Are there any notable differences between a genuine bike and a counterfeit bike? Many examples of counterfeit bikes have been analyzed on specialized websites or articles published in magazines. The conclusion is almost always the same: even though a counterfeit bike is similar to the genuine bike, a counterfeit bike is not made with the same materials or with the same build quality. For instance, the carbon fiber materials used in the counterfeit bike typically have an elasticity modulus significantly lower than that of the carbon fiber materials used in the authentic bike. This choice of less expensive materials can cause the bike frame to be more flexible, and thus cause instability at high speeds. Furthermore, the lay-up of the layers of carbon fiber materials may be poorly executed and may cause localized weaknesses. These weaknesses can cause cracks within the bike frame.

The aforementioned issues have implications for a buyer who would be tempted to purchase a counterfeit bike, or who has purchased one unknowingly. First and foremost, the counterfeit bike can be particularly dangerous due to manufacturing defects, such as the ones mentioned above. Often, no quality control is performed after production and, carbon fiber components may delaminate prematurely, and thereby weaken the structural integrity of the bike frame.
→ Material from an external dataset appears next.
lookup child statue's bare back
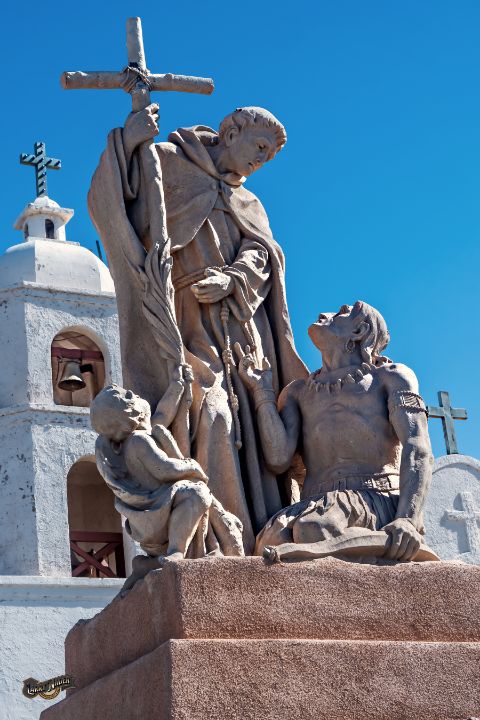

Furthermore, the buyer is likely to have constant mechanical problems with a counterfeit model. For example, the headset can loosen unexpectedly, the pedal cranks and the bottom bracket may squeak, the collar of the seat post may break, etc. These manufacturing defects can also lead to premature wear of other components of the bike, such as the wheels, tires or the drivetrain.

Finally, the buyer is likely to have no warranty with respect to the overall quality of the bike, if a failure occurs on the bike. This can also have a significant impact on the possibility of reselling this bike.

In conclusion, if we may offer some advice, always exercise caution when shopping online and consult your authorized dealer for the purchase of your next bike. Even if pictures on a website illustrate a bike that seems to be genuine, it may very well be a counterfeit replica. Remember that if an opportunity sounds too good to be true, it probably is!